All of these individuals have perpetrated the same wrongful act: killing a human being. But because of the important distinctions in mental state accompanying that act, criminal law provides them with increasingly lenient sentences.
This is how the criminal justice system is supposed to operate: limiting convictions to guilty minds and apportioning punishment in accordance with their guiltiness. The U.S. Supreme Court has recognized this basic idea to be (1) “universal and persistent in mature systems of law,” (2) as fundamental as our belief in an individual’s ability to “choose between good and evil,” and (3) “essential if we are to retain ‘the relation between criminal liability and moral culpability’ on which criminal justice depends.” Similar statements are frequently made by courts and scholars around the country, who are drawn to the intuitively appealing vision of—as Douglas Husak puts it—“a world in which impositions of criminal liability and punishment correspond to our considered judgments of blame and desert.”
If legal rhetoric were an accurate gauge of legislative reality, our criminal justice system’s treatment of mens rea would be pristine. But this is simply not the case. Criminal statutes, the primary source of liability and punishment in this country, often fail to live up to this commitment to moral guilt. In a surprisingly large number of situations, our nation’s lawmakers have disregarded traditional mens rea principles in favor of a tough-on-crime approach that sacrifices our intuitive sense of fairness in pursuit of an amorphous idea of “public safety.”

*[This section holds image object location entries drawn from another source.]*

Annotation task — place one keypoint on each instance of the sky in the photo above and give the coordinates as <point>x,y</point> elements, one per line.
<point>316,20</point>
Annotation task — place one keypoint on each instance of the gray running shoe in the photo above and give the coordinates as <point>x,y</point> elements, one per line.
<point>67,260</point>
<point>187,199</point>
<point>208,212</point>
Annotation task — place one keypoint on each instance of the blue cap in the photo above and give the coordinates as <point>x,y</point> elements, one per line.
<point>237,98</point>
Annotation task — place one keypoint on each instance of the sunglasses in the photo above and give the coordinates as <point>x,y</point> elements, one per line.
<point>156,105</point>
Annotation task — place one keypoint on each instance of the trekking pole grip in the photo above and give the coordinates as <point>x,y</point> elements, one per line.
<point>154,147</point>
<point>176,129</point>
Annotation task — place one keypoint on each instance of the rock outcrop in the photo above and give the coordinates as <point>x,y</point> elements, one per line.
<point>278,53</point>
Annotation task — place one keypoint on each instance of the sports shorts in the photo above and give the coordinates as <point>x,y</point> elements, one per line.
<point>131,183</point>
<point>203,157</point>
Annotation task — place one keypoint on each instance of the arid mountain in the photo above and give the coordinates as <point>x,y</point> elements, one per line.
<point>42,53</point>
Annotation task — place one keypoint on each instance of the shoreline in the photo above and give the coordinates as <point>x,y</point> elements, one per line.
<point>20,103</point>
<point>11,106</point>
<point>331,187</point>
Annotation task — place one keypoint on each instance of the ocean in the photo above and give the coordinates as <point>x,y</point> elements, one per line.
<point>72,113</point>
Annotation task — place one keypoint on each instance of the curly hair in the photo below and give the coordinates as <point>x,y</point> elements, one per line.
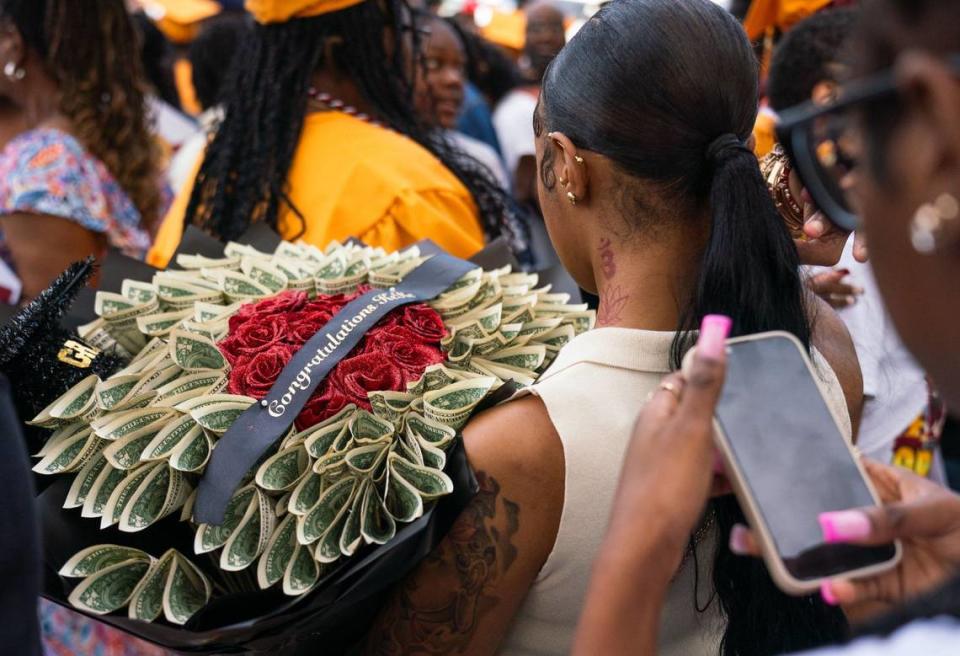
<point>90,48</point>
<point>243,178</point>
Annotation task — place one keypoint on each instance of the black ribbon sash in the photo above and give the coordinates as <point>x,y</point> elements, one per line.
<point>261,425</point>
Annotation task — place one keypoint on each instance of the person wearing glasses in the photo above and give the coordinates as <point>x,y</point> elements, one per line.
<point>902,419</point>
<point>320,140</point>
<point>654,200</point>
<point>885,158</point>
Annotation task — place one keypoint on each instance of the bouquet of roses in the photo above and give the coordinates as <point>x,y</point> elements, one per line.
<point>296,409</point>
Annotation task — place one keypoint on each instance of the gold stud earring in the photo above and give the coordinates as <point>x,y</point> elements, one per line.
<point>929,228</point>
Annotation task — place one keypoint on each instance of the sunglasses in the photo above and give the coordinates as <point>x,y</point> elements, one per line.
<point>826,145</point>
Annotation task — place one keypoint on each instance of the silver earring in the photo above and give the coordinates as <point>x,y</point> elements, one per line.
<point>13,72</point>
<point>929,226</point>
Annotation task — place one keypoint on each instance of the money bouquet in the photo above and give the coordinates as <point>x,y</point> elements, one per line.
<point>299,411</point>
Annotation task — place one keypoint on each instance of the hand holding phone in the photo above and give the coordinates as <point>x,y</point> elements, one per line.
<point>788,463</point>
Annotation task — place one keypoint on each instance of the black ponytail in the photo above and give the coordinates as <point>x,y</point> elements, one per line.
<point>667,91</point>
<point>750,265</point>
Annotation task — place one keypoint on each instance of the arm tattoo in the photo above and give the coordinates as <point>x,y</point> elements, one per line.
<point>438,608</point>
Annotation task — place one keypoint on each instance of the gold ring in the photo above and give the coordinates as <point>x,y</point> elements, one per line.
<point>670,387</point>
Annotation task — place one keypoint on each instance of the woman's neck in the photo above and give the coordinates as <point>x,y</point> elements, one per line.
<point>36,104</point>
<point>646,285</point>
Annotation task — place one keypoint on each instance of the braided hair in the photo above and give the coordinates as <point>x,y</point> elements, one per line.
<point>90,49</point>
<point>243,178</point>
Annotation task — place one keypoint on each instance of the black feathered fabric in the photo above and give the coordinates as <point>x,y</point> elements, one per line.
<point>31,341</point>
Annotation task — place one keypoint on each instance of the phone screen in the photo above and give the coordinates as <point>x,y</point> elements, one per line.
<point>792,456</point>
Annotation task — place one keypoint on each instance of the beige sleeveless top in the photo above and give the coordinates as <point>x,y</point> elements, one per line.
<point>593,393</point>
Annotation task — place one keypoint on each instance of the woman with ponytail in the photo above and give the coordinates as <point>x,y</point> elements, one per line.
<point>654,201</point>
<point>79,169</point>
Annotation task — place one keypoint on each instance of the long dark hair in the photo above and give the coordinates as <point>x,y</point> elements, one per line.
<point>244,174</point>
<point>658,87</point>
<point>91,51</point>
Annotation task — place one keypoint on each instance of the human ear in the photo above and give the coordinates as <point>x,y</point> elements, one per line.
<point>931,96</point>
<point>570,168</point>
<point>12,48</point>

The drug arena is a case in point, in part because it is where some of the most aggressive tough-on-crime campaigns have been waged. U.S. drug policies often focus on behavior to the near total exclusion of mental state considerations. Many drug possession statutes apply a “strict liability” approach, in which—as Markus Dubber explains—“you can be convicted . . . if you don’t know that you are ‘possessing’ a drug of any kind, what drug you are ‘possessing,’ how much of it you’ve got, or—in some states—even that you are possessing anything at all, drug or no drug.”
Just as strict is the ruthlessly quantitative approach to drug sentencing employed in most jurisdictions that bases punishment on what Doug Berman calls “fairly arbitrary questions about how the drugs involved in an offense are to be classified or quantified instead of on a defendant’s actual culpability.” What this means, in practice, is that small-time dealers can be punished just as severely as big-time traffickers (think decades, not years) based upon their tangential connection to massive quantities of narcotics they had no idea existed and had no intent to sell.
Similarly strict tendencies are reflected in the law of violence. Some jurisdictions have assault and homicide statutes that convict those who, absent clear moral fault, accidentally injure or kill another person in the course of daily life. (This situation is often the result of applying civil negligence standards in the criminal context.) And nearly all jurisdictions have homicide laws that treat unwitting fatal accidents that occur in the course of perpetrating a felony crime as murder. The consequences of these “felony murder” laws are often striking.